Com informações do ESO - 15/01/2024
Da supernova à estrela de nêutrons
Astrônomos descobriram uma ligação direta entre as mortes explosivas de estrelas de grande massa, conhecidas como supernovas, e a formação dos objetos mais compactos e enigmáticos do Universo, as estrelas de nêutrons e os buracos negros.
Com o auxílio do VLT (Very Large Telescope) e do NTT (New Technology Telescope), ambos do Observatório Europeu do Sul (ESO), duas equipes conseguiram observar o resultado de uma explosão de supernova numa galáxia próxima, encontrando assim evidências observacionais de um misterioso objeto compacto deixado para trás, em uma primeira demonstração de uma teoria que é largamente aceita pela comunidade científica há décadas, mas para a qual ainda faltava um endosso observacional.
Quando chegam ao final das suas vidas, as estrelas de grande massa colapsam sob a sua própria gravidade tão rapidamente que o resultado é uma violenta explosão conhecida por supernova.

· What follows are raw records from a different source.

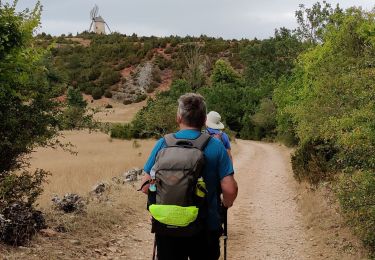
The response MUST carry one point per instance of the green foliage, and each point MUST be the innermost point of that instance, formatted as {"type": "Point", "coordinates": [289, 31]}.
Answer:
{"type": "Point", "coordinates": [271, 58]}
{"type": "Point", "coordinates": [75, 99]}
{"type": "Point", "coordinates": [265, 117]}
{"type": "Point", "coordinates": [313, 21]}
{"type": "Point", "coordinates": [122, 131]}
{"type": "Point", "coordinates": [356, 193]}
{"type": "Point", "coordinates": [328, 104]}
{"type": "Point", "coordinates": [195, 71]}
{"type": "Point", "coordinates": [97, 93]}
{"type": "Point", "coordinates": [313, 161]}
{"type": "Point", "coordinates": [28, 113]}
{"type": "Point", "coordinates": [23, 187]}
{"type": "Point", "coordinates": [159, 116]}
{"type": "Point", "coordinates": [224, 73]}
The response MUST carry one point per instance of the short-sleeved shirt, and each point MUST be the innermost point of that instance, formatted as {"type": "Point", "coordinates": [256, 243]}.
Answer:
{"type": "Point", "coordinates": [217, 166]}
{"type": "Point", "coordinates": [224, 136]}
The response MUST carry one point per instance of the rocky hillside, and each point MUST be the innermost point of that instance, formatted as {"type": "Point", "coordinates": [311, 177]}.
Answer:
{"type": "Point", "coordinates": [130, 68]}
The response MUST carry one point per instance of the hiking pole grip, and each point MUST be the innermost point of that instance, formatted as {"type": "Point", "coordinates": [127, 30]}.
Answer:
{"type": "Point", "coordinates": [225, 231]}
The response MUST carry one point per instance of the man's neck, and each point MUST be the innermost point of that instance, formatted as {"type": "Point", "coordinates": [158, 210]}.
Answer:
{"type": "Point", "coordinates": [185, 127]}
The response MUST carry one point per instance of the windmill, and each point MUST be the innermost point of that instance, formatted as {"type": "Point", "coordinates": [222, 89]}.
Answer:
{"type": "Point", "coordinates": [97, 21]}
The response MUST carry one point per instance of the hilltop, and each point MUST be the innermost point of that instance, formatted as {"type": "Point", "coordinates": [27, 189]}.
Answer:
{"type": "Point", "coordinates": [130, 68]}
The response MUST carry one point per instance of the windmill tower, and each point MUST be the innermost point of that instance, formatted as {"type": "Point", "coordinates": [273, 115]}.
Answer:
{"type": "Point", "coordinates": [97, 22]}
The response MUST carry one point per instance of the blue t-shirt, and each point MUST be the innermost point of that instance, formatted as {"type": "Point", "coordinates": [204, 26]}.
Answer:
{"type": "Point", "coordinates": [224, 136]}
{"type": "Point", "coordinates": [217, 166]}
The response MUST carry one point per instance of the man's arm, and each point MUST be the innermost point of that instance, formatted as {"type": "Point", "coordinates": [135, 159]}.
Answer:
{"type": "Point", "coordinates": [230, 154]}
{"type": "Point", "coordinates": [229, 189]}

Os astrônomos acreditam que, depois da explosão, o que resta é um núcleo extremamente denso, ou um resto compacto, da estrela. Dependendo da massa da estrela que explode, o resto compacto tanto pode ser uma estrela de nêutrons, um objeto tão denso que uma colher de chá do seu material pesaria cerca de um bilhão de quilogramas na Terra; ou um buraco negro, um objeto do qual nada, nem mesmo a luz, consegue escapar.
Os astrônomos encontraram no passado muitos indícios que apontam para esta cadeia de eventos, tais como a descoberta de uma estrela de nêutrons no seio da Nebulosa do Caranguejo, a nuvem de gás que resultou da explosão de uma estrela que ocorreu quase mil anos atrás. No entanto, nunca este processo foi observado em tempo real, o que significa que evidências diretas de uma supernova deixando para trás um resto compacto têm permanecido elusivas.
Esta nova campanha de observações estabelece uma ligação direta entre esses eventos.
Roubo de energia que vira brilho
Em Maio de 2022, o astrônomo amador da África do Sul, Berto Monard, descobriu a supernova SN 2022jli no braço em espiral da galáxia NGC 157, situada a cerca de 75 milhões de anos-luz de distância de nós. Duas equipes separadas estudaram o resultado da explosão, descobrindo que esta apresentava um comportamento peculiar.
Depois da explosão, o brilho da maioria das supernovas simplesmente desvanece com o tempo, resultando em um declínio suave e gradual na "curva de luz" da explosão. Contudo, o comportamento da SN 2022jli era deveras peculiar: Apesar de o brilho total se desvanecer aos poucos, isso não acontecia de forma suave, apresentando oscilações para cima e para baixo, mais ou menos a cada 12 dias.
"Observamos uma sequência repetitiva de iluminação e desvanecimento da luz nos dados da SN 2022jli," explicou Thomas Moore, da Universidade de Belfaste, na Irlanda. "Trata-se da primeira vez que oscilações periódicas repetidas durante muitos ciclos foram detectadas na curva de luz de uma supernova."
Tanto a equipe de Moore quanto a do professor Lin Yan, do Instituto de Tecnologia da Califórnia, acreditam que a presença de mais de uma estrela no sistema SN 2022jli pode explicar este comportamento. De fato, não é incomum que as estrelas de grande massa partilhem a sua órbita com uma estrela companheira, no que é chamado um sistema binário, e a estrela que deu origem à SN 2022jli não é exceção. No entanto, e o que é notável neste sistema é que a estrela companheira parece ter sobrevivido à morte violenta da sua parceira e os dois objetos, o resto compacto e a estrela companheira, muito provavelmente continuaram em órbita um do outro.
Juntando todas as informações, as duas equipes concordam que, quando a estrela companheira interagiu com o material lançado durante a explosão de supernova, a sua atmosfera rica em hidrogênio tornou-se mais inchada do que o habitual. Depois, quando o objeto compacto deixado pela explosão passa pela atmosfera da companheira, ela vai retirando hidrogênio gasoso e formando um disco quente de matéria em seu torno. Este "roubo" periódico de matéria, ou acreção, produz imensa energia, que foi vista nas observações como variações regulares de brilho.
Apesar das equipes não terem conseguido observar luz vinda do objeto compacto propriamente dito, elas concluíram que este roubo energético só pode ser devido a uma estrela de nêutrons invisível, ou possivelmente a um buraco negro, que retira matéria da atmosfera da estrela companheira.